Government red tape can hold up money for people affected by storms such as Sandy, said Robert Latham, the executive director of the Mississippi Emergency Management Agency, who’s overseen a dozen disasters in his state, from floods to tornadoes.

“We need to change the language in the law to allow for estimates,” Latham said. He urges allowing the Federal Emergency Management Agency to supply grants to local governments sooner, without waiting for detailed damage estimates.

His testimony before the House Transportation and Infrastructure Committee came the same day that FEMA issued its first large payment to New York City, more than a month after the devastating hurricane.

Republican Rep. John Mica of Florida, the panel’s chairman, agreed with Latham.

“There has to be a quicker way,” he said.

The committee questioned the head of FEMA and other disaster-relief leaders about the speed of recovery and rebuilding efforts since Sandy, amid modest praise for the federal agency’s general handling of the disaster.

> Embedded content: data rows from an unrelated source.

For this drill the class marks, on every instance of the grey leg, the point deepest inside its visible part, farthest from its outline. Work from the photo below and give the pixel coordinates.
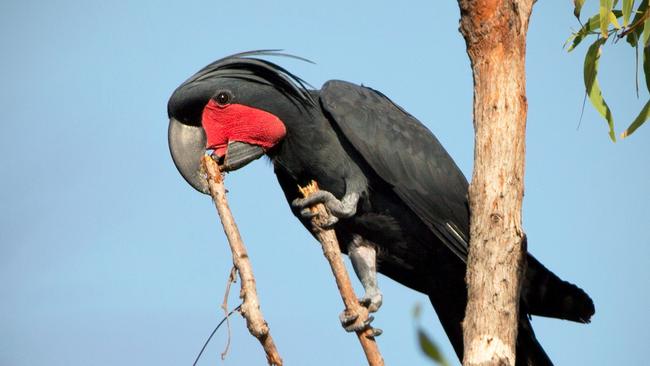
(364, 261)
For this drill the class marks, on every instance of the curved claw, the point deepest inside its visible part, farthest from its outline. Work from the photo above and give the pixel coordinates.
(344, 208)
(376, 332)
(307, 213)
(372, 300)
(348, 320)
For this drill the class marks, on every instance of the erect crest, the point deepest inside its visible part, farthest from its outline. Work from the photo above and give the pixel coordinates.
(248, 66)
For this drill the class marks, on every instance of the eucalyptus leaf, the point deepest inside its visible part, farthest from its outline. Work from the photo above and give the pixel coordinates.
(646, 32)
(592, 25)
(627, 11)
(577, 6)
(605, 9)
(633, 37)
(430, 349)
(646, 66)
(638, 121)
(591, 84)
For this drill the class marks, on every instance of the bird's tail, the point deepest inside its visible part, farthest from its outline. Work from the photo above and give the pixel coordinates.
(545, 294)
(529, 351)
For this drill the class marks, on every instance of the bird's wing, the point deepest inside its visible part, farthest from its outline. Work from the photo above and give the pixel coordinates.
(405, 154)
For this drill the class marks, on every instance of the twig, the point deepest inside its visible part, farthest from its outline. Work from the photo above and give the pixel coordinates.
(250, 307)
(198, 357)
(224, 305)
(332, 253)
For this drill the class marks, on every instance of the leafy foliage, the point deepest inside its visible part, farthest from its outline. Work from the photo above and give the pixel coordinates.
(603, 26)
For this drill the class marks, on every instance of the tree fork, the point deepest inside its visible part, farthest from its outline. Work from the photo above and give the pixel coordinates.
(495, 35)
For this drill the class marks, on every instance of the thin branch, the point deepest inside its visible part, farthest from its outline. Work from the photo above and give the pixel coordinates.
(332, 253)
(232, 277)
(213, 333)
(250, 307)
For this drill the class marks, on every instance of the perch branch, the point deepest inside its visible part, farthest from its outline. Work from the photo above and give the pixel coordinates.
(332, 253)
(250, 307)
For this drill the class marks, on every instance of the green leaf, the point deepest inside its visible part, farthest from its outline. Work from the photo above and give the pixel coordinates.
(592, 25)
(638, 121)
(605, 9)
(592, 87)
(430, 349)
(612, 19)
(577, 6)
(646, 67)
(627, 11)
(646, 32)
(634, 36)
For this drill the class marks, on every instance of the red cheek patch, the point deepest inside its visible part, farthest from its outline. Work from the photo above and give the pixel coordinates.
(237, 122)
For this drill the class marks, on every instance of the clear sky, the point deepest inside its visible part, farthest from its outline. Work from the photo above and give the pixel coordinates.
(107, 257)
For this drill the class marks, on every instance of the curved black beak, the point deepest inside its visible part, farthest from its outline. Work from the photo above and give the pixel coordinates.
(187, 145)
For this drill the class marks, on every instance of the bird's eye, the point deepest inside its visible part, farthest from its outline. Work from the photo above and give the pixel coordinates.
(223, 98)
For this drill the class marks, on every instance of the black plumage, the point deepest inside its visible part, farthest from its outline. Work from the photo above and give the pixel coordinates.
(412, 202)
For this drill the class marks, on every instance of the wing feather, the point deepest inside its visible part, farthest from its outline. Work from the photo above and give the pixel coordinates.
(405, 154)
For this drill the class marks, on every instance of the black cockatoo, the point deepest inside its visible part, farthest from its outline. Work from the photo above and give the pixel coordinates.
(398, 200)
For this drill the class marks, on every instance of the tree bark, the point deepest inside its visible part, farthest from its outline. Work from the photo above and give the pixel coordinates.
(250, 307)
(495, 35)
(332, 253)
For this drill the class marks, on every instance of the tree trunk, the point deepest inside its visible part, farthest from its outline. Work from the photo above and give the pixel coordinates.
(495, 34)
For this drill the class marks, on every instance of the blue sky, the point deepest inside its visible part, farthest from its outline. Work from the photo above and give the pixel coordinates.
(107, 257)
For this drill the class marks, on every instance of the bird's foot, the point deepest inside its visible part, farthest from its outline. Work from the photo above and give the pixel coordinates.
(344, 208)
(356, 322)
(372, 300)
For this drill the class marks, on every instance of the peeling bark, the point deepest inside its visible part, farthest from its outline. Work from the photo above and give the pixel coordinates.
(332, 253)
(250, 307)
(495, 35)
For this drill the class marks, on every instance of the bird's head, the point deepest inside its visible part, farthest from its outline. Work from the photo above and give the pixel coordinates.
(235, 108)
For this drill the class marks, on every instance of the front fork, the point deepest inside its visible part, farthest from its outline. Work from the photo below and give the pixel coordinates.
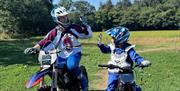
(54, 86)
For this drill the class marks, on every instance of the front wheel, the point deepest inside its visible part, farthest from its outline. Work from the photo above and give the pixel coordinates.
(124, 87)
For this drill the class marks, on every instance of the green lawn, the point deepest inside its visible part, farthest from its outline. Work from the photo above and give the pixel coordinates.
(163, 75)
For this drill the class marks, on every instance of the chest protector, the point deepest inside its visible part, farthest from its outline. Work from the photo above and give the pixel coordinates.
(119, 59)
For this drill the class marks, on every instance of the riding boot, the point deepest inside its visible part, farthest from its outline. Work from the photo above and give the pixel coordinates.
(83, 81)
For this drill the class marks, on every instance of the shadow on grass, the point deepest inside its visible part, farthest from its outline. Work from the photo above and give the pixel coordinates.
(11, 52)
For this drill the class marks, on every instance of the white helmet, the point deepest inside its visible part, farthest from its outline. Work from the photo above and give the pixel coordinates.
(58, 12)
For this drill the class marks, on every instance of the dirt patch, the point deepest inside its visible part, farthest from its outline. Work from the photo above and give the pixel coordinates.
(103, 73)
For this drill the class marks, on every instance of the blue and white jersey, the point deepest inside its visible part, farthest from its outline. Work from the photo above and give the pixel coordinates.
(123, 57)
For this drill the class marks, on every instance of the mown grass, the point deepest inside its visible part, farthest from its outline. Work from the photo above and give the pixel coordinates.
(16, 68)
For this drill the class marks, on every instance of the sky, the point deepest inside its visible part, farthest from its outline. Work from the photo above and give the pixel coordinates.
(96, 3)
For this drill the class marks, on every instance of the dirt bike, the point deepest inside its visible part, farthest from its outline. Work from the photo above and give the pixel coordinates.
(126, 80)
(61, 78)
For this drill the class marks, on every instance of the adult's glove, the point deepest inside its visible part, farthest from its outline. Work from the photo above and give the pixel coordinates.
(30, 51)
(83, 19)
(145, 63)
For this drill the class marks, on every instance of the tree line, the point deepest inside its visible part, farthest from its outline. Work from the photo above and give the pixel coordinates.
(33, 16)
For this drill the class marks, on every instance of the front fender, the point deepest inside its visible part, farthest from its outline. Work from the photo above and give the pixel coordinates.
(36, 78)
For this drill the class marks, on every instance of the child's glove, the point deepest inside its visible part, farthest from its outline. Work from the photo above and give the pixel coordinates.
(145, 63)
(100, 38)
(30, 51)
(83, 19)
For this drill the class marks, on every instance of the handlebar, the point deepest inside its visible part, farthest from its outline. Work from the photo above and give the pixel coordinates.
(111, 66)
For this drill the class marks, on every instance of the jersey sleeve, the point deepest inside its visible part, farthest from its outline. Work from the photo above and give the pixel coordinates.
(135, 57)
(49, 37)
(104, 49)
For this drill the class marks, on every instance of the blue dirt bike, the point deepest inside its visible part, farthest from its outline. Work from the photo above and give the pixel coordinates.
(61, 78)
(126, 81)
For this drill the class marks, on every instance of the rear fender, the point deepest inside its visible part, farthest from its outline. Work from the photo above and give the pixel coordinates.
(36, 78)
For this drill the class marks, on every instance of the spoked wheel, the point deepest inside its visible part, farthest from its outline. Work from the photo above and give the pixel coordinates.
(46, 88)
(83, 70)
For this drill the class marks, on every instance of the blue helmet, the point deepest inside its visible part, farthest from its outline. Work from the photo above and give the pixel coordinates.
(120, 34)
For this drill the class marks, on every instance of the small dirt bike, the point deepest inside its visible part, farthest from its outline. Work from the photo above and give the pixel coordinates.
(61, 78)
(126, 81)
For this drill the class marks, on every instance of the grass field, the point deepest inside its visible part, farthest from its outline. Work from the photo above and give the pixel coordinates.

“It takes a lot of people,” FEMA Administrator Craig Fugate said of the lessons learned so far from the hurricane, which tore through the Northeast in late October, wreaking destruction up and down New Jersey’s celebrated coastline. It damaged parts of New York City and neighborhoods on Long Island and elsewhere. It also affected nearly a dozen other states.

State and local leaders, including Latham, were on hand Tuesday to recommend improvements to recovery efforts based on their experiences in previous natural disasters. Latham worked with FEMA in the aftermath of Hurricane Katrina in 2005, when 82 Mississippi counties were declared disaster areas.

Fugate said the most immediate cost in a disaster was debris removal. He said FEMA began the fiscal year on Oct.1 with $7.1 billion for disaster relief and had $4.8 billion left, which should last until early spring.

Latham, meanwhile, told the committee in his written testimony that a disaster presents “a tremendous opportunity for a community to build back smarter, better, stronger, safer and more resilient.

“Long after the state and federal government is gone, local officials and citizens, as well as their private-sector partners, are left to continue to put their communities back together. Every decision made should be what’s best for that community, not what’s best for the state or federal government.”